Am Beginn der Passion steht die Liebe einer Frau. Maria zeigt mit ihrer Salbung nicht nur, dass ihre Liebe verschwenderisch ist, sondern auch, dass Jesus in seiner Passion seine Liebe ohne Maß für uns lebt. Johannes beginnt die Passionsgeschichte ja mit dem Satz: »Da er die Seinen, die in der Welt waren, liebte, erwies er ihnen seine Liebe bis zur Vollendung« (Joh 13,1). In der Passion kommt Jesu Liebe zu uns zur Vollendung. Da wird er selbst den Jüngern die Füße waschen, allerdings nicht mit Öl, sondern mit Wasser. Während bei Markus und Matthäus die Frau den Kopf Jesu salbt, spricht Johannes bewusst von der Salbung der Füße. Die Füße zu salben, ist etwas sehr Persönliches und Erotisches, etwas Intimes und Zärtliches. Es ist nur der eigenen Ehefrau oder der Tochter erlaubt. Was Maria tut, hat ihre Parallele im Tun Jesu. Beim letzten Mahl wird Jesus die Füße der Jünger waschen. Da wird er nicht nur den männlichen Dienst des Sklaven, sondern auch den fraulichen Dienst der Ehefrau und Tochter an den Jüngern vollziehen. Am Kreuz wird Jesus diese Liebe vollenden, in der er sich selbst für uns gibt. Da wird sich das kostbare Gefäß seines Herzens öffnen und seine Liebe wird auf uns ausgegossen.
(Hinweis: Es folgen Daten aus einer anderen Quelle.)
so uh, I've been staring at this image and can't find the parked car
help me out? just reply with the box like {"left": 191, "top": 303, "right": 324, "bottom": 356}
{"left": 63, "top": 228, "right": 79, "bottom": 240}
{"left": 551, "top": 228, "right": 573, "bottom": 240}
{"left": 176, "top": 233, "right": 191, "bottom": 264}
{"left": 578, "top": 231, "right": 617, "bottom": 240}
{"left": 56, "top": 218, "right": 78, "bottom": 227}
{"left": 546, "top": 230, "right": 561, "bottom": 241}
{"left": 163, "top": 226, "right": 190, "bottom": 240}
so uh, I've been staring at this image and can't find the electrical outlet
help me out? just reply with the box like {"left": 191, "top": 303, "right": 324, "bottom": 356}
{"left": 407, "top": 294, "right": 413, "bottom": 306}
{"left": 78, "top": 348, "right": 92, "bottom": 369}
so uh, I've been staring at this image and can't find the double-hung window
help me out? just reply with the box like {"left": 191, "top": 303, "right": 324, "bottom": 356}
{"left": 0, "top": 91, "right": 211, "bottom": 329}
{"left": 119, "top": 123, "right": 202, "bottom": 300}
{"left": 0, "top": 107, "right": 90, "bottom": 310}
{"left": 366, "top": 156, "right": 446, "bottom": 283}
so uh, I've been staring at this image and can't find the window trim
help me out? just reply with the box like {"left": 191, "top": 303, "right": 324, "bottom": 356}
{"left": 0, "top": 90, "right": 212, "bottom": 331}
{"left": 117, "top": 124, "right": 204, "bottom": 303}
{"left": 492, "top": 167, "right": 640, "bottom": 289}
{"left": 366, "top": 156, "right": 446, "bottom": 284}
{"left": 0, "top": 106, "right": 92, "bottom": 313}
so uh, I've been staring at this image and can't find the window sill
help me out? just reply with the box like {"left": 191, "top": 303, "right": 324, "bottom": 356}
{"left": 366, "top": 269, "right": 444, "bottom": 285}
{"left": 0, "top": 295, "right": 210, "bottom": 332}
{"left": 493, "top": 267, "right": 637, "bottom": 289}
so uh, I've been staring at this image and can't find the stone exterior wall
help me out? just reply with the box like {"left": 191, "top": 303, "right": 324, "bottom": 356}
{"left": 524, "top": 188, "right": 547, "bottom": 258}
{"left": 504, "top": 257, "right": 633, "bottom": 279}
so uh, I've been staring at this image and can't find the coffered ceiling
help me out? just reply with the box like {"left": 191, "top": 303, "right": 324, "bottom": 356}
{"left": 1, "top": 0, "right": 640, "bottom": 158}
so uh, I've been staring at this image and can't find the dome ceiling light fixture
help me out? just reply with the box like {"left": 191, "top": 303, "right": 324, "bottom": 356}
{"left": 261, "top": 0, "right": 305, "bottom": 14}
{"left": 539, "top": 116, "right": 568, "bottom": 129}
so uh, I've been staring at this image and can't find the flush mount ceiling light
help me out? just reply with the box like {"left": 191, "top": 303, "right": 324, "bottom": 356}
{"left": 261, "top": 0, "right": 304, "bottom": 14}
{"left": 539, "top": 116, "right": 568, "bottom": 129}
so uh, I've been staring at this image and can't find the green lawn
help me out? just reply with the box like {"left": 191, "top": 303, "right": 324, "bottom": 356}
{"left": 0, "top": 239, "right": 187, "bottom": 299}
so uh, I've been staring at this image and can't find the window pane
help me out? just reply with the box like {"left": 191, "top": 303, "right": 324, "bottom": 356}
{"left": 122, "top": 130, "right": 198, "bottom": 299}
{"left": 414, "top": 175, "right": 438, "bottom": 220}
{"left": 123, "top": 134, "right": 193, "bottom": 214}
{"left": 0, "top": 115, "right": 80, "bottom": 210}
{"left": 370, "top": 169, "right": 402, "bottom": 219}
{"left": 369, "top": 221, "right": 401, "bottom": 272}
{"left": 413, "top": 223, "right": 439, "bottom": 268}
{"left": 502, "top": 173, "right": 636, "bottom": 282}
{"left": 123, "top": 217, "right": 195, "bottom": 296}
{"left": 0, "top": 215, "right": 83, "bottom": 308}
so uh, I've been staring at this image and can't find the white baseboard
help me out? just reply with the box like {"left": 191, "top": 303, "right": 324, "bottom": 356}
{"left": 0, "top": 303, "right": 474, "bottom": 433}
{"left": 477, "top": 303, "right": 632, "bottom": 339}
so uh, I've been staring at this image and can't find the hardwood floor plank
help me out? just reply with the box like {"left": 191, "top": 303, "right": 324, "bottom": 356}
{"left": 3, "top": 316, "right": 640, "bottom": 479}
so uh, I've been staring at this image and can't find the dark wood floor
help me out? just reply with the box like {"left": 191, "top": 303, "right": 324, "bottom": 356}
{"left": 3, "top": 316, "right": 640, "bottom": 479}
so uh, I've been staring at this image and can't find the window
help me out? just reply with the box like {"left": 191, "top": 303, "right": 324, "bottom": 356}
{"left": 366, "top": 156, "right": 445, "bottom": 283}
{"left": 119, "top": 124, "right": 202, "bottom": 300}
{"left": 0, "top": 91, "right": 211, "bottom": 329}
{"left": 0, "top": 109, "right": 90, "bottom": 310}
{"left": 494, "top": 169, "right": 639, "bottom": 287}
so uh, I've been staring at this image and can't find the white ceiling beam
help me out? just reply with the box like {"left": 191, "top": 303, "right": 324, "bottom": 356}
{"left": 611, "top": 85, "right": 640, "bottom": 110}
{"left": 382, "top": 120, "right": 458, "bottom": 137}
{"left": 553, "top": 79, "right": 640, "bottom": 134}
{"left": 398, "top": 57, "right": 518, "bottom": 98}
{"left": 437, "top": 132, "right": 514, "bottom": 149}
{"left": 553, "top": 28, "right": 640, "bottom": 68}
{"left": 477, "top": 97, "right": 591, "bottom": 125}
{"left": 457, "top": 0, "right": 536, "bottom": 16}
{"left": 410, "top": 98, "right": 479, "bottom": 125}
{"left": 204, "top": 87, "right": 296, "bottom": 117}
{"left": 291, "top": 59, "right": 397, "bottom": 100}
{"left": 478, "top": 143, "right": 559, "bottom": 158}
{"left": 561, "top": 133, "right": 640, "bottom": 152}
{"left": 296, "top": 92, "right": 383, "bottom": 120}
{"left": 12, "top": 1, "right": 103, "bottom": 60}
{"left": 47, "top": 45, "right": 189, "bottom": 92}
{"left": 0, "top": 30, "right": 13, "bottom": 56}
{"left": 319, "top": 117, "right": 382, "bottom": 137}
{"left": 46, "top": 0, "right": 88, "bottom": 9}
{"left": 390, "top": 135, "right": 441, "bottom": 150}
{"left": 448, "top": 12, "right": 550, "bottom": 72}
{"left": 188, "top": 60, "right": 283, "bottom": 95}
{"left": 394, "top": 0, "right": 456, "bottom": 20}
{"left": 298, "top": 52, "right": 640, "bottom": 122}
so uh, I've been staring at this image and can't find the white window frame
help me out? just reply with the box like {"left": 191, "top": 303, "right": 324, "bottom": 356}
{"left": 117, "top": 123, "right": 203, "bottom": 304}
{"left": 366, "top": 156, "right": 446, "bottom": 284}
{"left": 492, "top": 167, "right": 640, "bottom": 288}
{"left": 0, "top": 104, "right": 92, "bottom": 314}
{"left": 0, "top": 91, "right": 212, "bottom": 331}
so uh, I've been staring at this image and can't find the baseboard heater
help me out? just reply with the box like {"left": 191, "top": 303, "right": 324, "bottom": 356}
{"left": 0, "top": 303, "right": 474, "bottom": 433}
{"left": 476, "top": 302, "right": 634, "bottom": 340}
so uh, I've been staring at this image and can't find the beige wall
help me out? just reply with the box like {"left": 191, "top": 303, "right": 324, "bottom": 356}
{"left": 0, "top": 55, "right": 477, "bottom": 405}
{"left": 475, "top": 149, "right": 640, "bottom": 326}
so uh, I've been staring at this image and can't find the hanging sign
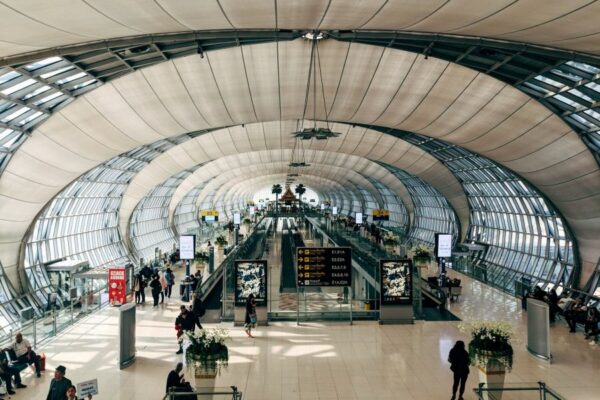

Judas versteht die verschwenderische Liebe Marias nicht. Er hat auch kein Gespür für das Geheimnis der Liebe Jesu, der sich für uns im Tod hingibt. Er sieht alles unter dem Aspekt der Zweckmäßigkeit. Das ist menschlich. Gottes Liebe ist etwas anderes. Jesu Offenbarung ist nicht zu vereinnahmen, auch nicht als soziales Programm. In Wirklichkeit stecken – so sagt Johannes im Blick auf Judas – hinter dem sozialen Programm manchmal selbst Neid und Habgier. Hier geht es um das Geheimnis der Liebe, die sich verströmt. Hier ist es die Liebe einer Frau. Sie steht am Anfang der Passion und am Ende, als Maria von Magdala den sucht, den ihre Seele liebt. Die Mitte der Passion, der Tod Jesu am Kreuz, ist Vollendung der Liebe. Mit dem Bild von der Salbung Jesu drückt Johannes aus, dass sich die Liebe, die in Jesu Passion und Auferstehung zur Vollendung kommt, nicht berechnen lässt. Sie ist verschwenderisch und unvernünftig. Sie kennt kein Maß. Sie lässt sich von nüchternen Verstandesmenschen nicht begreifen. Sie ist nur zugänglich für den, der selbst zu lieben versteht.
Anregungen für den Tag
Auch für den Montag möchte ich dir zwei Möglichkeiten der Meditation anbieten:
Beachte in der Meditation einmal nur deinen Atem. Rumi, ein persischer Dichter aus dem 13. Jahrhundert, spricht vom Atem als dem Liebesduft Gottes. Stelle dir also vor, wie im Atem die Liebe Gottes in deinen Leib einströmt und dich im ganzen Leib erfüllt. Du kannst dir vorstellen, wie du selbst mit deinem Atem dich gleichsam liebevoll streicheln kannst. Gott selbst streichelt dich mit seiner Liebe. Und dann stelle dir vor, dass der Atem dich in den Grund deiner Seele hinunterführt, in dem eine unversiegbare Quelle der Liebe in dir strömt. Es ist die göttliche Liebe, die in dir strömt. Sie ist verschwenderisch, ohne Maß. Sie hört nicht auf, weil sie göttlich ist. Du musst dich also gar nicht anstrengen, zu lieben. Versuche, einfach die Quelle der Liebe in dir zu spüren und dir vorzustellen, dass sie durch dich hinströmt auch zu den anderen Menschen.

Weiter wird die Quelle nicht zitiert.